As for the new gyroscope controls, I didn’t feel like they worked very well for the game. Sure, there’s nothing wrong with the responsiveness (in fact, I found it a bit too responsive), it’s just moving the 3DS around to control your ship not only feels awkward, but won’t work if you’re on any type of moving vehicle such as a car, plane, or train (any movement will not allow you to calibrate it on a flat surface and it also makes controlling your Arwing impossible). Plus, using large movements of the gyroscope while the 3D is activated blurs your vision because it messes up the 3D effect. I felt that Zelda OoT 3D’s minimal approach to the 3D actually enhanced the game’s controls due to the ability to have more precision while aiming your weapons. This game, however, isn’t benefited at all by the gyroscope controls (though you can always turn them off so it’s not really a blemish, just an unusable extra).

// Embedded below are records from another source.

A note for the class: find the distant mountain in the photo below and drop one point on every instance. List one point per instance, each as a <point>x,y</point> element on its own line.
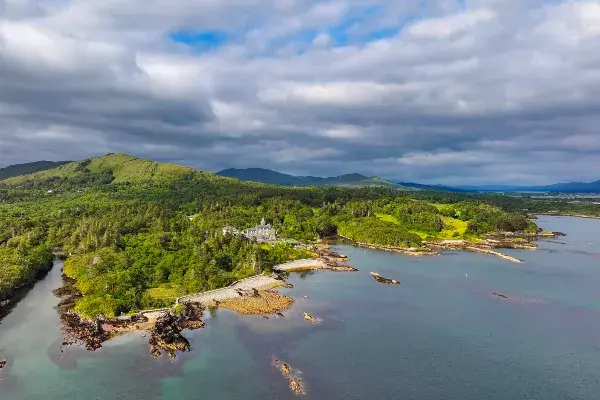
<point>276,178</point>
<point>113,167</point>
<point>29,168</point>
<point>438,188</point>
<point>573,187</point>
<point>569,187</point>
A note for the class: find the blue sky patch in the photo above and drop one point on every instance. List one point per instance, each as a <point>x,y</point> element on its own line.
<point>201,40</point>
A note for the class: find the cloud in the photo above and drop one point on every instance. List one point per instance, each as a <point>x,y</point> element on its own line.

As for the game’s multiplayer, the entire mode was also rebuilt from the ground up from the levels to the addition of new items to make the competitions even more fierce. Items such as force fields, transposers (that allow you to switch locations with other players), homing missiles, stealth cloaks, flaming ships make for more intense form of multiplayer.
You can also play 4-player local multiplayer with only one cartridge or play against 3 computers. As for interactive additions, the 3DS’s camera is also used during battle mode. The camera is on at all times and shows a live feed of your facial expressions in the icon above our Arwing. This is a neat use of the system’s functionality to boost the multiplayer mode’s social aspects during a battle.
An on-screen image of one’s face seems to beckon the inclusion of an online multiplayer mode as well so that you can enjoy watching the pain of others as you dominate them, correct? Well, unfortunately, there is no online multiplayer to be had in this game, which is a real bummer. I can understand that they might have been scared to include the new camera feature with online multiplayer due to the crudeness of the internet and the images of penises that would inevitably scar children’s eyes but why not take out the live camera during this mode and just allow a few different facial expressions to show different emotions? Or just give us the option to turn the camera off so that we can still enjoy online multiplayer.
The decision to not include an online multiplayer, leaderboards (for showing off your score attack scores) or StreetPass functionality (for exchanging scores) is a big mistake considering the fact that the system is more than capable of all of this and that many of us just don’t get the opportunity to have 4-player get-togethers like we used to when we were children. Thus, the inability to share our feats of excellence in score attack via leaderboards/StreetPass takes away from the appeal of replaying the game multiple times to get higher scores (especially after you achieve all of the medals and unlock hard mode).